Feeding animals based on knowledge of their genes sounds like something from science fiction.
Yet it’s already happened, thanks to technology developed by Alltech, a Kentucky-based agricultural company that has developed gene chips, which map the genes of the animals and allow the company to study the “nutrigenomics” of livestock.
“When we feed an animal, we look at the impact of feeding on the genetics,” said Jim Bannerman, the company’s Winnipeg-based director of national accounts.
“We look at if the genes are turned on or off, and we do that on everything we do now.”
A huge portion of the improvement in animal performance in the last few years has come from genetics, he said, but nutrition and genetics have not generally been considered together.

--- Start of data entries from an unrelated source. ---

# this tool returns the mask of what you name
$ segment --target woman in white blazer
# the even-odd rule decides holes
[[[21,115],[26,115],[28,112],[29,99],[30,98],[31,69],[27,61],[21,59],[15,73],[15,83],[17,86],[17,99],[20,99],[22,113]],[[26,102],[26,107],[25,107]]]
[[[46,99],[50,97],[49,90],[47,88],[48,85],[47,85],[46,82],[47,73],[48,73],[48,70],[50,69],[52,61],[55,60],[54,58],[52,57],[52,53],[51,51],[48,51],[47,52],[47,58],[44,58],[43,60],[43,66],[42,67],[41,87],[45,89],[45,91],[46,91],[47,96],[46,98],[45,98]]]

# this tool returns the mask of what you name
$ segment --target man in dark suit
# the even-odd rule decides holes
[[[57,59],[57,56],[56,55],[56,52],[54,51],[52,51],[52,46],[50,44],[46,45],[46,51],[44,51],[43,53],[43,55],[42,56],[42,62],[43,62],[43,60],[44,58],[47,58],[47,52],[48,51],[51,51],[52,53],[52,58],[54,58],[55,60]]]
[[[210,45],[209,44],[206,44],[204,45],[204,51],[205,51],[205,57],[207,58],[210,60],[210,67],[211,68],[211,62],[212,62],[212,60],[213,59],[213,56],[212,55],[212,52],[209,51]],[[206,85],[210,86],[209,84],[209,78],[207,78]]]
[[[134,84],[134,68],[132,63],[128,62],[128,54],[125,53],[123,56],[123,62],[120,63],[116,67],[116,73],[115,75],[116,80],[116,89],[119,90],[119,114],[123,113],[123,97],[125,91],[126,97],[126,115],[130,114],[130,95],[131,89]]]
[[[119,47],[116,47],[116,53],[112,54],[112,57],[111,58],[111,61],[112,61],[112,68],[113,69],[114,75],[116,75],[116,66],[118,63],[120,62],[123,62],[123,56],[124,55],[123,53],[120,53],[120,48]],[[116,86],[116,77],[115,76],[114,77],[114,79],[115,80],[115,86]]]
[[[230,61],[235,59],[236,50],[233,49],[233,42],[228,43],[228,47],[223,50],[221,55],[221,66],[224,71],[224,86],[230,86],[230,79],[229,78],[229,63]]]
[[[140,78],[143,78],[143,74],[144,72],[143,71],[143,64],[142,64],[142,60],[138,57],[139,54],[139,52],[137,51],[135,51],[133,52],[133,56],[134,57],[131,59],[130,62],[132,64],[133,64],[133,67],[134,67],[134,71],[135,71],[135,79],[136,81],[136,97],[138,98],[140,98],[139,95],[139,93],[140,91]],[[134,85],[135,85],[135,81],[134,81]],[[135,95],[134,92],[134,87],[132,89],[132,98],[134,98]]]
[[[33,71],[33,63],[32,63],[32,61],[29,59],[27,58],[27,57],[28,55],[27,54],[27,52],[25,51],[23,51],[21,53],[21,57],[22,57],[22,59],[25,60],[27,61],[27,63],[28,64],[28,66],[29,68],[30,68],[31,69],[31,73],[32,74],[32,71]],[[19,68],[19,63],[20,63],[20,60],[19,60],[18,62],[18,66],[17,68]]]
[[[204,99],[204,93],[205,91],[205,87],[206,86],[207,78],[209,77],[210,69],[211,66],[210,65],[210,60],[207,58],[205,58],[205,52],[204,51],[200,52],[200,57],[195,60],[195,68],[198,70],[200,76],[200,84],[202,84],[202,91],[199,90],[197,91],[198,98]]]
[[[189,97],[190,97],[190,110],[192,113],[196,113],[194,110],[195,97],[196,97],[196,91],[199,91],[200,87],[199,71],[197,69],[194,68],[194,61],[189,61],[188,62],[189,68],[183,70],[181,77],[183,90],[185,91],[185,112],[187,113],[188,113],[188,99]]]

Two major goals of the science are to improve growth rates and feed efficiency.
The process doesn’t manipulate genes, but seeks to maximize the expression of genes already present in the animal. Geneticists started their research process by studying the effect of different feed regimes on baby chicks, as the most pronounced effects are seen in very young animals.
“Some of those genes can be turned on permanently by nutrition and some of them can be turned off permanently,” Bannerman said. “Sometimes there’s a very small window, a matter of hours after birth when we can do this. The more we learn, the more we understand how precise this science has become.”
Most people who raise broilers or layers have a three-phase program. The Alltech program introduces a fourth phase, the conditioning phase.
“There’s another phase in there, where we’re feeding a specific diet to affect those genes,” Bannerman said.
“The conditioning phase is very short and we manufacture the feed for this phase.”
He said the feeding program can result in improved meat quality and does not involve any additional costs.